Promosi Banjir Kiper Asing Liga 1 Menjepit Potensi Lokal

Dari pengalaman pembelajaran tersebut, penulis menyadari bahwa anak-anak pada dasarnya adalah filsuf alamiah dengan berbagai pertanyaan yang terkadang mengandung unsur politis, metafisika, ataupun etika. Tanpa disadari, mereka telah menerapkan konsep filsafat dialektika yang digagas oleh Socrates Platon tentang bagaimana mencari suatu hakekat dengan mempertanyakannya hingga mendapat suatu kesimpulan.

Begitulah cara kerja filsafat dalam pendidikan dasar dengan memperhatikan tahap perkembangan pra-operasional konkret menuju tahap operasional konkret.

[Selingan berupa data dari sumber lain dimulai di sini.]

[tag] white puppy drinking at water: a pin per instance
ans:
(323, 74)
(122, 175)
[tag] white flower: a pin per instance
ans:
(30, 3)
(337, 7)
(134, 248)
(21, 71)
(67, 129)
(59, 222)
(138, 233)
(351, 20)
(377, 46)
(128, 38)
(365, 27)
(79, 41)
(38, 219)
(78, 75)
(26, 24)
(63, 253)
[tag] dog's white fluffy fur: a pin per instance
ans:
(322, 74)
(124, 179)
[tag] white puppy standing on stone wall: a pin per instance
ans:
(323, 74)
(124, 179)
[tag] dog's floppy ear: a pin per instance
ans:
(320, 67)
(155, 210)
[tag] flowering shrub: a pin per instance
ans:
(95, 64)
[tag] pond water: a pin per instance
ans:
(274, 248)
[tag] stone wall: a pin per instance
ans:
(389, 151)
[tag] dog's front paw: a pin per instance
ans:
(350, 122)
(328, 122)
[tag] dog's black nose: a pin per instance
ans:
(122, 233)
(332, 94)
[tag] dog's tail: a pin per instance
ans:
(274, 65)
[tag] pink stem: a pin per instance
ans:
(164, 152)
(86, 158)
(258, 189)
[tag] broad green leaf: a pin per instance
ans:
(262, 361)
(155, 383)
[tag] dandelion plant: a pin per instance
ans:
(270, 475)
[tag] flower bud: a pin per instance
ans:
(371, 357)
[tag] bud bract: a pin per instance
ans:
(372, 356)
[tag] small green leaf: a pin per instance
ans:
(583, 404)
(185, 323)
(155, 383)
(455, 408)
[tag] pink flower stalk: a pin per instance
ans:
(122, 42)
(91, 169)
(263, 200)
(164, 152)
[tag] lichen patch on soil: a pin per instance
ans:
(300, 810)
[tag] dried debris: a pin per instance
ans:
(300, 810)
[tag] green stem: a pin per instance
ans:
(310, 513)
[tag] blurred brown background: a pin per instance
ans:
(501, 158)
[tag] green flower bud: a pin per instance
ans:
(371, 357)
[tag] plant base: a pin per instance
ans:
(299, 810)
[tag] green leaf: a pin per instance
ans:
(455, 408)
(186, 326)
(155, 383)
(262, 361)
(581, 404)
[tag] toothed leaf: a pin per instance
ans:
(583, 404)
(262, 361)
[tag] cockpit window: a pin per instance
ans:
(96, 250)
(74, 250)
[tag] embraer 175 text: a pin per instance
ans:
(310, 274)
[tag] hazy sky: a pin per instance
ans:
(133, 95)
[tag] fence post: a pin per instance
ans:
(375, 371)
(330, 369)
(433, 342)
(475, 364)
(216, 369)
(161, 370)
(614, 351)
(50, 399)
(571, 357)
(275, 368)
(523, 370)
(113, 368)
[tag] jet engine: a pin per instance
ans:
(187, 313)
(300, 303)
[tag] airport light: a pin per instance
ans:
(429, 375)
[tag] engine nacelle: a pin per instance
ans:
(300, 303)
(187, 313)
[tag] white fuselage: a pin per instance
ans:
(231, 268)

Filsafat pada hakekatnya adalah ilmu pengetahuan tentang segala sesuatu yang menyelidiki keterangan atau sebab yang sedalam-dalamnya, dengan mengedepankan pengalaman sebelum masuk pada penjelasan mengapa dan bagaimana yang disebut dengan metode pembelajaran induksi. Namun, seiring perkembangan mereka, anak-anak mulai kehilangan bakat alamiahnya sebagai seorang filsuf yang selalu penasaran dan mempertanyakan berbagai hal yang ingin mereka ketahui.  Sebenarnya apa yang menghambat anak-anak untuk berpikir sesuai dengan bakat alamiahnya?

 

Problematika Anak Berfilsafat

Baik disengaja ataupun tidak, pelaksanaan pendidikan di Indonesia kerap kali menjadi pemicu munculnya kekerasan simbolik pada peserta didik yang berimplikasi pada matinya nalar kritis alamiahnya. Kekerasan simbolik, menurut Bourdie, merupakan kasus kekerasan yang lembut dan tak kasatmata, sehingga sering dianggap sesuatu yang wajar dan condong menjadi habitus. Ciri-ciri pengajaran yang memicu terjadinya kekerasan simbolik yaitu, pertama, habitus persaingan antarpeserta didik yang ditimbulkan karena pelaksanaan ujian dengan harapan nilainya akan melampaui peserta didik lain. Konsekuensinya ketidakmampuan peserta didik memaknai pengetahuan bukan sebagai anugerah yang harus disebarluaskan, namun sebagai hak milik yang harus dijaga agar menjadi unggul.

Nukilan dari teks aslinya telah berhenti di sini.